In aerial reconnaissance, cameras used must have the added flexibility of providing for film analysis, i.e., correlation with some previously defined symbols. For correlating, there is a need for obtaining a film record containing symbols representative of the target of interest. Also, to avoid having only one perspective of the view, for example only overhead views, there is a need for obtaining a record of the target of interest at different angles. After the target has been recorded onto film, there is further a need to analyze this film, to ascertain what the target represents. Consequently, the of interest film is indexed by frame (or orientation) for the purpose of fabricating any target matched filter at any orientation. The indexed film can then be played back at any orientation for any target or scene. For example, the selected scene can be rotated, thereby enabling the target--if present in the film--to be detected without resorting to a plurality of scenes having the same perspective. This indirectly increases the capacity of a correlator memory by not requiring the same to store all views, thereby freeing the memory to store other targets instead.

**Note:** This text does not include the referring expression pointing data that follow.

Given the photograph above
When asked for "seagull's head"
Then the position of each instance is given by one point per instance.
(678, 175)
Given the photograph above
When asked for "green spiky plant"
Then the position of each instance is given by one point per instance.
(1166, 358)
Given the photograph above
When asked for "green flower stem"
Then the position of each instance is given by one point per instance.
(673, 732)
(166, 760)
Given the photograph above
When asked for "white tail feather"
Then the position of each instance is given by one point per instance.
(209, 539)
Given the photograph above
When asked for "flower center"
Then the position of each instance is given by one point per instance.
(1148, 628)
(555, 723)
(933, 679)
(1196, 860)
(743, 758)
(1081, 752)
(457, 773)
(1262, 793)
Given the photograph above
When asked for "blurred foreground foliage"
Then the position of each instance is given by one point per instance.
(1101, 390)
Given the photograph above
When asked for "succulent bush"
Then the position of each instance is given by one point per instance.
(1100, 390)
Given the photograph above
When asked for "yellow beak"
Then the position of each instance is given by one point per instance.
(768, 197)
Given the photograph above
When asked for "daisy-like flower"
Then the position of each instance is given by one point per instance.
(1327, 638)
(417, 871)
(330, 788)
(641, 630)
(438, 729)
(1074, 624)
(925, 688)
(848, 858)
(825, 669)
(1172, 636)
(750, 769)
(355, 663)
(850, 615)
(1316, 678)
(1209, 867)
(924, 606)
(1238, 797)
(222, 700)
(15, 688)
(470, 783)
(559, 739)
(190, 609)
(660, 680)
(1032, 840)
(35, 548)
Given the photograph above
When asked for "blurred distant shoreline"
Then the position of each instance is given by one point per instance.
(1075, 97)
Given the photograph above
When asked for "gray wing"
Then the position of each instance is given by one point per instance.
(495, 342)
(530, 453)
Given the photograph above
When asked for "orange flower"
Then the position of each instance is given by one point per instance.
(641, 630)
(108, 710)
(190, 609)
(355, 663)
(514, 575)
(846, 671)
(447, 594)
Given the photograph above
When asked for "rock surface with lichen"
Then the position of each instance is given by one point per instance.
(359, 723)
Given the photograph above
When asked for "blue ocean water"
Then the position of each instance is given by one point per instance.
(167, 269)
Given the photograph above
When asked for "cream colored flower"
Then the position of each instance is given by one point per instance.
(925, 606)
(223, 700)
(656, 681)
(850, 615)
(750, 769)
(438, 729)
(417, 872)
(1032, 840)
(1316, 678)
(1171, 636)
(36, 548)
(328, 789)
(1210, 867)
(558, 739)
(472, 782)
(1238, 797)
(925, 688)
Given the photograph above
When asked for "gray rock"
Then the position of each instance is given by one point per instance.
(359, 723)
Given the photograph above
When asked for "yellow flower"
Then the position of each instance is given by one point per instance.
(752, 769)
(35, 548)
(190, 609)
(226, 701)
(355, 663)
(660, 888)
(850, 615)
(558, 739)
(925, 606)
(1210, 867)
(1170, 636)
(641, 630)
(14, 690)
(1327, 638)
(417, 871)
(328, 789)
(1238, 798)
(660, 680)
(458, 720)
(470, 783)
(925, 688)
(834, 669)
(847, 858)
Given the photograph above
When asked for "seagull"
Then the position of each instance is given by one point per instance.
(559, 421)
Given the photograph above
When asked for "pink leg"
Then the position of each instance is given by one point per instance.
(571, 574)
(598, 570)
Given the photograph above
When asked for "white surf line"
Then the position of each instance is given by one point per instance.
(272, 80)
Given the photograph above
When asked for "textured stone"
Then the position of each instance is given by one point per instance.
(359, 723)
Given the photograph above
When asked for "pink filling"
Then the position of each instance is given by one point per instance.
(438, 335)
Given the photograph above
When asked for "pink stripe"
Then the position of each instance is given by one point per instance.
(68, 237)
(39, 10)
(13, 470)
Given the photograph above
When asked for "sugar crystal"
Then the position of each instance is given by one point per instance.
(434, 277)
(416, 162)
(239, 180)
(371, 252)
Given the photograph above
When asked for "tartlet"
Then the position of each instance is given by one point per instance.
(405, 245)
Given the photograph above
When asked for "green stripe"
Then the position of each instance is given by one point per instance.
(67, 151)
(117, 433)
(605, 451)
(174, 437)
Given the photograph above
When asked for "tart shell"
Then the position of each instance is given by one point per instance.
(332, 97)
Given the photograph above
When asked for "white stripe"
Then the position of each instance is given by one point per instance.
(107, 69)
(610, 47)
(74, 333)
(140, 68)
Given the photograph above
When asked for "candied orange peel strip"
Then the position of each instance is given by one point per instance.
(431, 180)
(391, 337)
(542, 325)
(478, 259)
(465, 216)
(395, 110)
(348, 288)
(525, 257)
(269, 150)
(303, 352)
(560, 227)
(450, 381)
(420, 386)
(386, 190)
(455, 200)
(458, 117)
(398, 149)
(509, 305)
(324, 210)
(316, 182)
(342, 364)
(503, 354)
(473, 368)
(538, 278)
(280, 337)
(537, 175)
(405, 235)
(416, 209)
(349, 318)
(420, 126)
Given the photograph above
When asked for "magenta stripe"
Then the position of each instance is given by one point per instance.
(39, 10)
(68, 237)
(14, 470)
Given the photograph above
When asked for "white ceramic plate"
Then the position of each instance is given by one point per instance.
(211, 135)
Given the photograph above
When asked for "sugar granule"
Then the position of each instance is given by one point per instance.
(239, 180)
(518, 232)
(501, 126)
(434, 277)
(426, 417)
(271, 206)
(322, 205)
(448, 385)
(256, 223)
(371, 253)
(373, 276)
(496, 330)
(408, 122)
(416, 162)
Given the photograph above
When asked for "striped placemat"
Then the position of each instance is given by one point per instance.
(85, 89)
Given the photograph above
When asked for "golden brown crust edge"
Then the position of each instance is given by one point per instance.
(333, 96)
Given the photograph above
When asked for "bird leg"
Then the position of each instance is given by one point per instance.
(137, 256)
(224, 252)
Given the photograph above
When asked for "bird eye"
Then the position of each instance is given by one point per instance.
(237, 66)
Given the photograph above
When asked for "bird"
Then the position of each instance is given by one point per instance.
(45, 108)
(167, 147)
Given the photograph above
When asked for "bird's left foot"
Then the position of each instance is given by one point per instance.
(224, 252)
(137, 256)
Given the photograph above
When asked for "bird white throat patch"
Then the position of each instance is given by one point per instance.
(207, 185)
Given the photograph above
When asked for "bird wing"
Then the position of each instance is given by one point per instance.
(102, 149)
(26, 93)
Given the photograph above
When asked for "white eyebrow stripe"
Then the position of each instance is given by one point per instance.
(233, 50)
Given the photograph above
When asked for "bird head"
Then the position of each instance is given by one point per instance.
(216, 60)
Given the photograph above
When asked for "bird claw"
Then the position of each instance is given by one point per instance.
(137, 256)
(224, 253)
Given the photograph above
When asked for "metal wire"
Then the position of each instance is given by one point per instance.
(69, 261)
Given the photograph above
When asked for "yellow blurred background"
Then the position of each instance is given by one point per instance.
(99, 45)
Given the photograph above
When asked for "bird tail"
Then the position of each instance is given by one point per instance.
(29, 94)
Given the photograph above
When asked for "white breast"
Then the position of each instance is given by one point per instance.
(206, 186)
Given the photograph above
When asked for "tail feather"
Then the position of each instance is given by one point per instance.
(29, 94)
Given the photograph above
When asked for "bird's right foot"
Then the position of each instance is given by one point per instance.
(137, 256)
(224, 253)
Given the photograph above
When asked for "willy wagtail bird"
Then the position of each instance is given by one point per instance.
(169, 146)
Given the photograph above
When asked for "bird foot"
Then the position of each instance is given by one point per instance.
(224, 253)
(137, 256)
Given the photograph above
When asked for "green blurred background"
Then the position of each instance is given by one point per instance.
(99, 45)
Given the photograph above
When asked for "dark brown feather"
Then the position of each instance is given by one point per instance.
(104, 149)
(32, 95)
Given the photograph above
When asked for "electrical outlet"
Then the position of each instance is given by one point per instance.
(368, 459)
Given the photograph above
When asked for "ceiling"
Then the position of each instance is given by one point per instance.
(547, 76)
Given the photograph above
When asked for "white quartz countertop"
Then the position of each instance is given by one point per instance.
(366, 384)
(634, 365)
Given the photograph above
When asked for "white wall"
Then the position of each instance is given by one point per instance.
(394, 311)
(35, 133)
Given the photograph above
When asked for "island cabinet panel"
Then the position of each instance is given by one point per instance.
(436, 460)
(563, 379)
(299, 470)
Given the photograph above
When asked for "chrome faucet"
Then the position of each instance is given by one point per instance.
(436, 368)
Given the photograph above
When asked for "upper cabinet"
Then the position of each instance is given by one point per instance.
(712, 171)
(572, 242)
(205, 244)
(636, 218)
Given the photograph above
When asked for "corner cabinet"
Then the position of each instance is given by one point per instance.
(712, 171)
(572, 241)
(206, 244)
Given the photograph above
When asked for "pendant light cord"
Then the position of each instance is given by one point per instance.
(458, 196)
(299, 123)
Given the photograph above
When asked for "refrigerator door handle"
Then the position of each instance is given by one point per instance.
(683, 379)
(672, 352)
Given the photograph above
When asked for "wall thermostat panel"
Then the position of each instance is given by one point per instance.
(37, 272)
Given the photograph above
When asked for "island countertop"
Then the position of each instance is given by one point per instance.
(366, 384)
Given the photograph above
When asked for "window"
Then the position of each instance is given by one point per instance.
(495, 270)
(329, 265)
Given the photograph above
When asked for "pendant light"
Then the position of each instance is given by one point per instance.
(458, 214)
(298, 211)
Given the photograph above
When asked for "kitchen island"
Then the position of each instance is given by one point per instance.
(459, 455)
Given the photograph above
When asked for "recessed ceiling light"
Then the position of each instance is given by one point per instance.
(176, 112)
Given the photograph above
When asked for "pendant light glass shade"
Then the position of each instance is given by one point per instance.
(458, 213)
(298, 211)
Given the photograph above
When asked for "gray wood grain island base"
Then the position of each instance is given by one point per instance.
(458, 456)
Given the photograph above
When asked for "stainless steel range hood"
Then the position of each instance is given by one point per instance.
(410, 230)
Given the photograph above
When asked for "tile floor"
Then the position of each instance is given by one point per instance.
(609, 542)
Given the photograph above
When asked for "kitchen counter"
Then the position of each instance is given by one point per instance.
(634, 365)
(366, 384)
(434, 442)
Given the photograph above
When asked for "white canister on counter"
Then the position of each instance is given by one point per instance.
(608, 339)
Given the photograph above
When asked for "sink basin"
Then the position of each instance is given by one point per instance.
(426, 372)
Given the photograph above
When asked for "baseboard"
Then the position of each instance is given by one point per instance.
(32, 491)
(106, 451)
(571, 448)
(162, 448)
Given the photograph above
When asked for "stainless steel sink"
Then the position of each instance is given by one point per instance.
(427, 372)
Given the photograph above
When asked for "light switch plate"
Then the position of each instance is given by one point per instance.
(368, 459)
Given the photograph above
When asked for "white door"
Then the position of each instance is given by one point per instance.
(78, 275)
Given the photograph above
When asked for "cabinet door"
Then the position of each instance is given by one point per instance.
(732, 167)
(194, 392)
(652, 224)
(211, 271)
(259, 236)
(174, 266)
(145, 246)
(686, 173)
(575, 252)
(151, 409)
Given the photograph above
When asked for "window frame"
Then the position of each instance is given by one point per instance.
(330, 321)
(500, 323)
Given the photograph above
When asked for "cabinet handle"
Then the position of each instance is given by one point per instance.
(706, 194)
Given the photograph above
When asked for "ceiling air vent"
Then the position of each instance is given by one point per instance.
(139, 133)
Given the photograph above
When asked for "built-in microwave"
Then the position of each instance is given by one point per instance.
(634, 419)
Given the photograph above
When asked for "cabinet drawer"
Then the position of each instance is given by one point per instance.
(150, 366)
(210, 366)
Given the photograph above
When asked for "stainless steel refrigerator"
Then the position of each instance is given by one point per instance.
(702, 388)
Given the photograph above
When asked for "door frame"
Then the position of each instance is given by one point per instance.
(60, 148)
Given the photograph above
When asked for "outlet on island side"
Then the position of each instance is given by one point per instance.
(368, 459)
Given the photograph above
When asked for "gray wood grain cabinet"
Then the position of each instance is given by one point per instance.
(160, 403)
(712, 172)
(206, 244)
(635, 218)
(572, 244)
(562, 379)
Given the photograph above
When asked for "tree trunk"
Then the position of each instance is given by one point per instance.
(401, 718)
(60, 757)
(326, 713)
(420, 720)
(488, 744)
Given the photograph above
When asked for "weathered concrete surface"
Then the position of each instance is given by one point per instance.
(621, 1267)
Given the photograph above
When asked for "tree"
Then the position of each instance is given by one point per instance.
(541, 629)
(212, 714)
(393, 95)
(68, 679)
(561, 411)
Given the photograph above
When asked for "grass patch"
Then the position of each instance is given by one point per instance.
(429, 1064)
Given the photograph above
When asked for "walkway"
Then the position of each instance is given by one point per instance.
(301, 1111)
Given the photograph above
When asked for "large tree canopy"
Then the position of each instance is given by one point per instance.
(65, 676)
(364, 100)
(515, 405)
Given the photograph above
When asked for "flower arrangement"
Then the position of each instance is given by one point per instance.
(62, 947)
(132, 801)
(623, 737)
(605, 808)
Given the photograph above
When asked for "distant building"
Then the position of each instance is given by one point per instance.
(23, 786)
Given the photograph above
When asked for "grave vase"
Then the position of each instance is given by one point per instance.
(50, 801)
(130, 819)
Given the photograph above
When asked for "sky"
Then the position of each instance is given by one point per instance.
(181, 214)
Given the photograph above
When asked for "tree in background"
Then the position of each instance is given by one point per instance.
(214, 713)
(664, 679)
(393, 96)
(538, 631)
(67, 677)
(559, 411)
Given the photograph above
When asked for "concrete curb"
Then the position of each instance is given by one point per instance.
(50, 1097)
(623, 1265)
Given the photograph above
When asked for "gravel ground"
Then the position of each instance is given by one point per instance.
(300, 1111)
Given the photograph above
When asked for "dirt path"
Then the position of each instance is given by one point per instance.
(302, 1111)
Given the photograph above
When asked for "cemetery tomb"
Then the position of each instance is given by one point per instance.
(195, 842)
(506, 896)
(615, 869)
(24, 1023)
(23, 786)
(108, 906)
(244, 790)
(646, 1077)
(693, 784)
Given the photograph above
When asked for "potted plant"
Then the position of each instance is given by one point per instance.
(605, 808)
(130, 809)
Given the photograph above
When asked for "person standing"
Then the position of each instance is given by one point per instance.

But in order to fabricate such target matched filter, and the subsequent comparison of targets therewith, a film drive mechanism has to be able to both translate and rotate. No such device exists prior to the present invention.
Further, since most of the targets are moving at the time records thereof are made, it is imperative that some mechanism be used to compensate for the blurring caused by the movement. A standard practice in aerial reconnaissance involves the use of elaborate optical and mechanical means. The present invention film driving mechanism eliminates the need for such elaborate means.